Hawa Khatun is one of the sewing machine operators at Energypac Fashions Limited—one of the four RMG companies assisted by the ADB loan through the BRAC Bank. She remembers how work was full of challenges years ago.

"We used to work in an environment that was not safe especially for women and mothers. There were no separate toilets for men and women. There was poor housekeeping that could have triggered accidents. We also used manual machines that are accident-prone. We had poor medical and childcare facilities. And as a mother, it was a real burden for me to leave my child at home to go to work. I was also always concerned about getting sick because we did not have health facilities in the factory," lamented Ms. Khatun.

Energypac currently has 6,500 employees, 60% or 3,900 of whom are women. This registers an increase of 4300 employees after partnering with the BRAC Bank. Their previous conditions reflected the situation of Bangladesh’s 4 million garment workers, more than 58 percent of whom are women.

  With ADB's investment, Energypac was able to obtain 100% compliance with standards set out by the Accord and the Alliance. They built separate toilet facilities for women and men workers, daycare facilities for working mothers, and adequate health centers for women and men. They also conducted fire and building safety training for all male and female workers while maintaining a database that helps the company track the wellbeing of their employees regularly and assess gender indicators systematically.

A medical and daycare building was built as part of the ADB project.
A medical and daycare building was built as part of the ADB project. Photo: BRAC Bank

"These facilities and workplace activities help us ensure a gender-responsive environment in our factory," said Energypac Chief Executive Officer (CEO) Mr. Pavel Bhowmick. "We constructed a medical facility, daycare facility and a canteen for all our employees, especially women, providing them with a comfortable workplace."

Mr Bhowmick said that having a canteen inside the work premises significantly improves staff well-being and productivity, reducing the frequency of workers being late from their breaks. A medical facility at work, he said, helps women cope easily with their health needs including maternal health care.

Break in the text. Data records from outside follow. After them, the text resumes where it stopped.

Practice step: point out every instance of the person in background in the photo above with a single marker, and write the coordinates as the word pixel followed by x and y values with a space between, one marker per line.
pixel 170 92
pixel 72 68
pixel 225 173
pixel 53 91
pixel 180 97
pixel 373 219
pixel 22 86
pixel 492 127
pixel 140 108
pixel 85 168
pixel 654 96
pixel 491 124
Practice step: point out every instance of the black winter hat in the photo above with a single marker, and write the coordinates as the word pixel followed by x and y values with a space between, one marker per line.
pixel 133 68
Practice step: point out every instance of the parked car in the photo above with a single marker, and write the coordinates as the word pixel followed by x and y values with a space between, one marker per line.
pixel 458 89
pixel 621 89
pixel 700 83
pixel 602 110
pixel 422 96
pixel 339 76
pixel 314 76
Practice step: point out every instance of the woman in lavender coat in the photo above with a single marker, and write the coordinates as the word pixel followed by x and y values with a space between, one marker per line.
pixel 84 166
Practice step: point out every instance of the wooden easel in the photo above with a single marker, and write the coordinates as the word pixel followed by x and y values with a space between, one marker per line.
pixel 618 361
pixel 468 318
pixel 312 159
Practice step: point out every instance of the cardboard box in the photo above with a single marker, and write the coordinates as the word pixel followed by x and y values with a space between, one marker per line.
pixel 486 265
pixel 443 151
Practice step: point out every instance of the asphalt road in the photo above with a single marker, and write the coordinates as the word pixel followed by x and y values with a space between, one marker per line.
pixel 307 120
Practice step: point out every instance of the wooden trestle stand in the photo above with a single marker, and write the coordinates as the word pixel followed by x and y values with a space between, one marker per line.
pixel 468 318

He added: "Aside from these facilities, our company meets the structural, fire, and electrical safety standards required by the Accord on Fire and Building Safety in Bangladesh and the Alliance for Bangladesh Worker Safety."

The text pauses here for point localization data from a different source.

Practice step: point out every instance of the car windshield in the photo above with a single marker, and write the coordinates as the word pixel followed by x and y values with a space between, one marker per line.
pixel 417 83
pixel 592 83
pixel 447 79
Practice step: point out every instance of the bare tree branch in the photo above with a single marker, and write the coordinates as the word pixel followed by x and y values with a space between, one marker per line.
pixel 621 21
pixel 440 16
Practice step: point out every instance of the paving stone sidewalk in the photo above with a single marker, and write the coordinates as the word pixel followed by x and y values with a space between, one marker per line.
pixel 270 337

"We feel that our employees are now happy with their work. We also now pay them through digital banking, which adds to their convenience. This is complemented by a financial literacy program for our employees with support from the BRAC Bank," Mr. Bhowmick added. "With this program, women have become better decision-makers in managing their family’s finances."

Ms. Khatun said the improvements in her work environment makes her more motivated to work.

As part of the ADB project, workers can receive medical exams at their workplace.
As part of the ADB project, workers can receive medical exams at their workplace. Photo: BRAC Bank

"Our work condition is now safer and healthier. And I really appreciate our childcare facility because I do not have to leave my child at home. I can now visit my baby during my breaks, making me more productive,” said Ms. Khatun.

She added: "With these improvements in our workplace, our role as women is not just confined to domestic work. We also feel empowered by being supported to work and earn, and can now play a big role in improving the quality of life for our families."

Since partnering with the BRAC Bank through the ADB loan, Energypac has expanded its production area from 64,500 to 215,000 square feet, and has increased its exports from US$18 million in 2017 to US$ 75 million in 2022.

Energypac recently earned the highest (platinum) certification in the Leadership in Energy and Environmental Design (LEED) rating system, a worldwide criterion for green building certification that recognizes how a building implements positive steps to protect and improve human and environmental health.